Misery loves company in writer and director Martin McDonagh’s Three Billboards Outside Ebbing, Missouri, which is nearly as thematically bleak, Irish and tragic as his similarly themed In Bruges. That everybody hurts, to paraphrase REM’s hit ballad, is not an original premise. As with In Bruges, immersing in the movie’s setting and subculture capably and sufficiently refreshes the premise, however, leading to a sense that something meaningful is about to happen or be resolved.

And, as with McDonagh’s violent Euro-fable, this violent movie exists to challenge the audience on moral grounds. It is too obvious, pointed and belabored, though the cast of absurd characters, biting lines and mythical pictures keep the audience guessing and wanting to know more. Cinematically, Three Billboards Outside Ebbing, Missouri is less a whole motion picture than it is a Christian morality play detached from reality; homage to its Southern Gothic-Catholic godmother, Flannery O’Connor.

This doesn’t mean it’s without value, as long as you know its purpose going in. Misty pictures and poetic Irish music introduce a story that’s more about a place than a character. The place is in the middle of the country, a stopover, really, as its wisest character suggests, where you go when you don’t know where else to go. Is this the South? The Midwest? Both? Three Billboards Outside Ebbing, Missouri does not commit. If it commits to anything, it’s a vow not to vow. It’s downright absolutist in its anti-absolutism.

Leading the way in her ridiculously old Ford station wagon is craggy anti-heroine Mildred (Frances McDormand, as hard, blunt and dour as ever, and it’s sort of sad to see the once-upon Miss Pettigrew confined to this type of role). McDormand (The Good Dinosaur) is a fine actress. The performance can’t conceal that the role exists less as a character than as a means to the ending. Mildred’s a spiteful, old soul. On the one hand, she finds peace in nature, turning an insect upright, crying to a deer and never veering from her mission to get cops to investigate her daughter’s rape and murder. On the other hand, Mildred’s oblivious, even negligent, to the fact that she poisons peace, love and life wherever she goes. Mildred is toxic.

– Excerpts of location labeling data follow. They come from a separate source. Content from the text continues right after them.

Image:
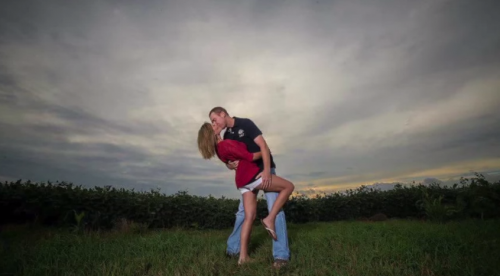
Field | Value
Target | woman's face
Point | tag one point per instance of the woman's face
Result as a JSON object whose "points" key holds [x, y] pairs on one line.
{"points": [[217, 129]]}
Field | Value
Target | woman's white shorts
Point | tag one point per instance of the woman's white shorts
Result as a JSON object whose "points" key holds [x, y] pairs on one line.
{"points": [[250, 187]]}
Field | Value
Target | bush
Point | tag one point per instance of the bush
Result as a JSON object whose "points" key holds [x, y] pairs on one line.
{"points": [[64, 204]]}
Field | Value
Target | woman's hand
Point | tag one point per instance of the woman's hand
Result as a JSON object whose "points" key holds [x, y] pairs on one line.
{"points": [[232, 165]]}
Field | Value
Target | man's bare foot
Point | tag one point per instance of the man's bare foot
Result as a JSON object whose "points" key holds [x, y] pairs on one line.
{"points": [[269, 226], [245, 260]]}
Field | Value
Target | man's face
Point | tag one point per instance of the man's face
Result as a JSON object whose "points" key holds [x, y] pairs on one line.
{"points": [[218, 120]]}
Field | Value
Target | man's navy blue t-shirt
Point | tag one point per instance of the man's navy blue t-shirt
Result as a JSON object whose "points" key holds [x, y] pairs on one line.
{"points": [[245, 130]]}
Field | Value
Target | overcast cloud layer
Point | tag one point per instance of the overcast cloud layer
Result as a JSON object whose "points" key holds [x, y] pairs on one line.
{"points": [[346, 92]]}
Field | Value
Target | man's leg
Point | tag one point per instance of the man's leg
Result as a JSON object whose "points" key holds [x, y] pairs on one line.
{"points": [[233, 242], [280, 247]]}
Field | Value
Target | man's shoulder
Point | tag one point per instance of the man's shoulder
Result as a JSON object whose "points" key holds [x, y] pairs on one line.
{"points": [[243, 121]]}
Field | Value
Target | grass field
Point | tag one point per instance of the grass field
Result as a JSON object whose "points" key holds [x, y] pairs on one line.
{"points": [[342, 248]]}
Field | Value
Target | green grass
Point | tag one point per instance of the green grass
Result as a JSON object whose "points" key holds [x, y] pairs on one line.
{"points": [[341, 248]]}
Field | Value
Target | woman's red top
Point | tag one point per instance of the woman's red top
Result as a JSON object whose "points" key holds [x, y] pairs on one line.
{"points": [[232, 150]]}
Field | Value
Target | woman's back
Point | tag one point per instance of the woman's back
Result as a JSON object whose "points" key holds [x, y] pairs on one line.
{"points": [[232, 150]]}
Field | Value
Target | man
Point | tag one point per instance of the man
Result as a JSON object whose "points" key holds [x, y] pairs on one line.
{"points": [[244, 130]]}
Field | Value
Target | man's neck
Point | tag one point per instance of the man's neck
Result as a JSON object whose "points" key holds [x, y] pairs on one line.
{"points": [[230, 122]]}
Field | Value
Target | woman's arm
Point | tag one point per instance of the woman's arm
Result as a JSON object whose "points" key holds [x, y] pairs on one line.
{"points": [[257, 155], [237, 151]]}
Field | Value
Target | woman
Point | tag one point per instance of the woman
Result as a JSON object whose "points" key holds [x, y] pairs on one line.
{"points": [[248, 180]]}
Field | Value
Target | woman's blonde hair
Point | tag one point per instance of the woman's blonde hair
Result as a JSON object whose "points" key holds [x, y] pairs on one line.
{"points": [[206, 141]]}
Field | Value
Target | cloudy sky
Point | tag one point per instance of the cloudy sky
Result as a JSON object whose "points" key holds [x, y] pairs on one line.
{"points": [[346, 92]]}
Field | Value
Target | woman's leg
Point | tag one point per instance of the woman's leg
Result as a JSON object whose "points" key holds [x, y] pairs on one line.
{"points": [[285, 189], [250, 206]]}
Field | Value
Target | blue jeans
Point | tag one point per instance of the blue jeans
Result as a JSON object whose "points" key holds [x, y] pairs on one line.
{"points": [[280, 247]]}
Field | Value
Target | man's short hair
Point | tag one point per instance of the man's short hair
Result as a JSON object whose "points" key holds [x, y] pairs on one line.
{"points": [[217, 110]]}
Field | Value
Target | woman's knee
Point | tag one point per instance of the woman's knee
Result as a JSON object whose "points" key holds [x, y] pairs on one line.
{"points": [[250, 216]]}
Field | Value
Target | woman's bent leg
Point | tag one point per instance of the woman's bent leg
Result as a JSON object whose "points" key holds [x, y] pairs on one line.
{"points": [[285, 189], [250, 206]]}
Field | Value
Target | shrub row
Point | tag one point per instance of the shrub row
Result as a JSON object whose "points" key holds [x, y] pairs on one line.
{"points": [[64, 204]]}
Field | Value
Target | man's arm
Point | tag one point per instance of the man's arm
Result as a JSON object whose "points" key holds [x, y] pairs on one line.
{"points": [[257, 155], [266, 157]]}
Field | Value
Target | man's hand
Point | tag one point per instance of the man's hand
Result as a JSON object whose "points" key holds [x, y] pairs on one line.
{"points": [[232, 165], [266, 179]]}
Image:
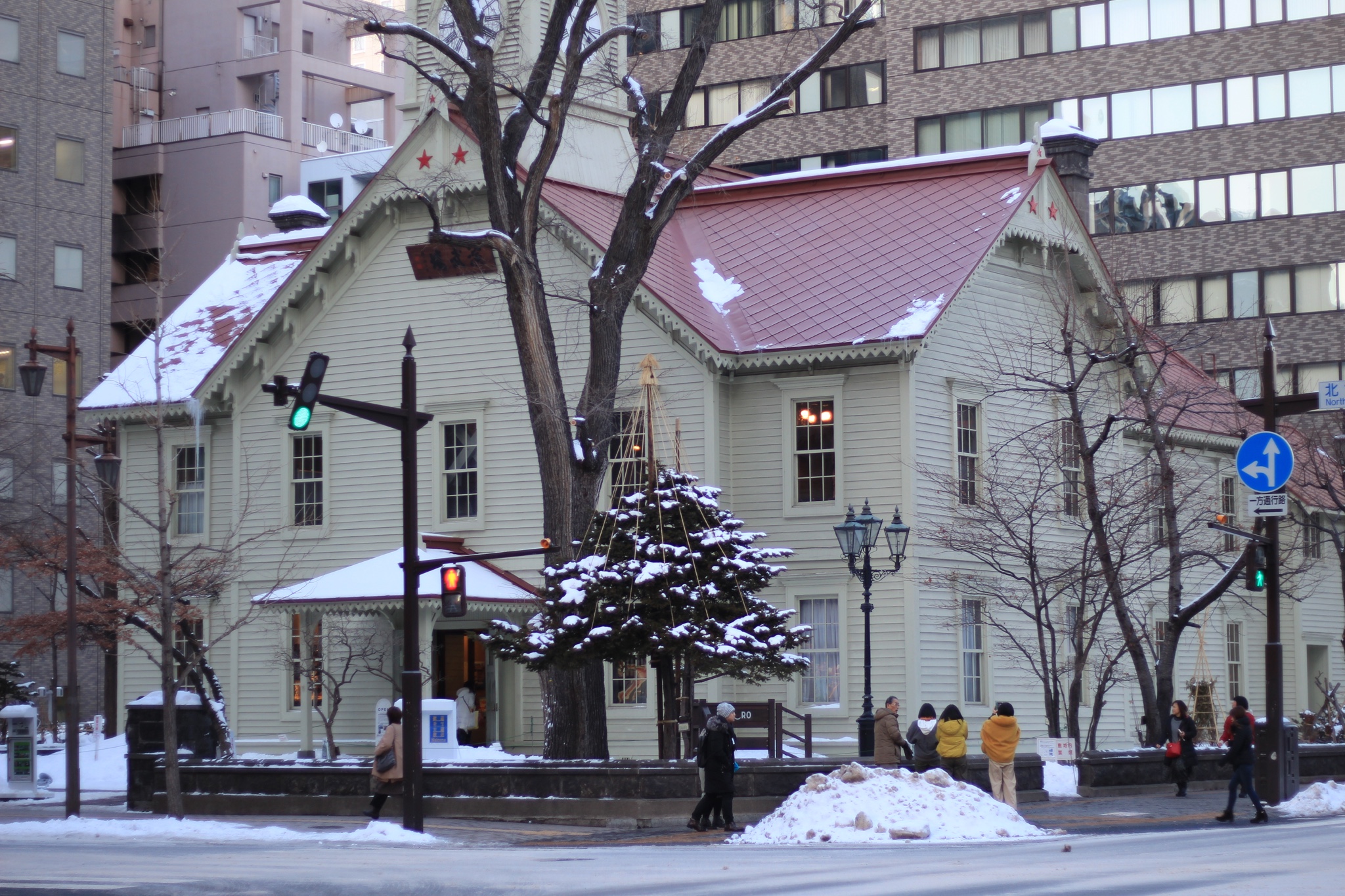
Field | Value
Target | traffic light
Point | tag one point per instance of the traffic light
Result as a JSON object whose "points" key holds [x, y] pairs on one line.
{"points": [[454, 590], [309, 389], [1256, 570]]}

The whole town is toxic, from the mean old mother of a bigoted, bad policeman named Dixon (Sam Rockwell, Cowboys & Aliens) to Mildred’s wife-beating ex-husband, the entire police force and a town midget (Peter Dinklage). Even Mildred’s pot-smoking best friend, who seems to have stepped out of another movie, is morally gray, concerning herself strictly with Mildred’s welfare at the expense of her own. The town’s police chief (Woody Harrelson, Wilson) is as inexplicably ineffective as he is inexplicably popular. The point here is that everyone is morally mixed, gray and, down deep inside, inexplicably dark. Like In Bruges, Three Billboards Outside Ebbing, Missouri rationalizes splattering blood because it purports to confer upon us muted rays of hope and light. But nothing in this movie ever feels realistic; it never feels anything but fabled and fictitious.

Stomping around in a blended buzzcut with a snipped off ponytail, Mildred cuts a scowling figure in Ebbing, Missouri, flicking and littering her cigarette butts, accosting children, insulting strangers and doing it with the righteous indignation of a woman wronged. Though the audience eventually learns that there may be more to Mildred’s role in her daughter’s demise than is first apparent, Mildred maintains the moral high ground in a town that doesn’t appear to care about justice, love or life. That it’s all supposed to be hilarious (it isn’t), particularly with the hick cop Dixon as comic foil (who’s as funny as a dying toad), is intended to infuse the elegiac finale.

Amid racism, cancer, attempted murder, suicide and perfectly framed pictures of two characters on two swings overlooking three billboards — with Mildred’s cutely named Southern Charms Gift Store as a kind of weigh station — Three Billboards Outside Ebbing, Missouri curves into a gauzy conclusion, cued by a folk singer wailing about the night they tore old Dixie down. I won’t ruin the ending, which, as quaint as it is, never tears anything down. It doesn’t even rip. Like the movie’s dining table (or the insect) being set back upright after a brawl, Three Billboards Outside Ebbing, Missouri merely provides a fleeting, lyrical reset; more passing observation than examination, trucking right through the middle without letting off its load.